Bainimarama made himself head of a new 52-member council in a government gazette notice that said politicians and anyone who had held public office or contested an election in the past seven years would be excluded, the independent Fijilive website said.
Bainimarama, the head of Fiji's military forces, had disbanded the chiefs council last year after he took power in December 2006, appointing himself prime minister. At the time, he accused the council of threatening racial harmony by favouring the indigenous Fijian majority over ethnic Indians.
The 62-member council was the country's highest and most powerful traditional institution and wielded enormous political influence in the country of about 920,000 people, 55 per cent of whom are Fijian and 37 per cent Indian.
Reports said members of a task force Bainimarama set up last year to review membership and operations of the council were not consulted ahead of Tuesday's announcement.
Ro Teimumu Kepa, a high chief and former education minister, who was on the old council, told the online newspaper Fijilive, "His self-appointment will see him manipulating and controlling the country.
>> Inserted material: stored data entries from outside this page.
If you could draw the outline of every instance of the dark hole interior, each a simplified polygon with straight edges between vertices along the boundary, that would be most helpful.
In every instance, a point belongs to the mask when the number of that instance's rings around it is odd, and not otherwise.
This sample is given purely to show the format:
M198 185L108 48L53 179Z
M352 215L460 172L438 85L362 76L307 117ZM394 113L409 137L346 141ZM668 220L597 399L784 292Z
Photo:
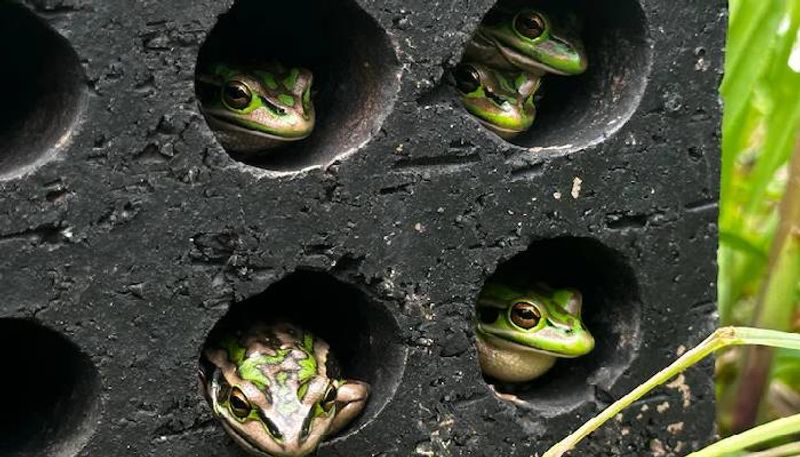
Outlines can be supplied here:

It will bring about dictatorship.
"He will put there people of his own choosing so he will be able to manipulate them."
The European Union, a major aid donor to Fiji; New Zealand; Australia; and the British Commonwealth have been urging Bainimarama to hold new elections to restore democracy.
But, noting slow progress following months of emergency rule last year, New Zealand Foreign Minister Winston Peters said, "It is hard to avoid the conclusion that his intention is to delay the election until he is confident he can gerrymander the outcome."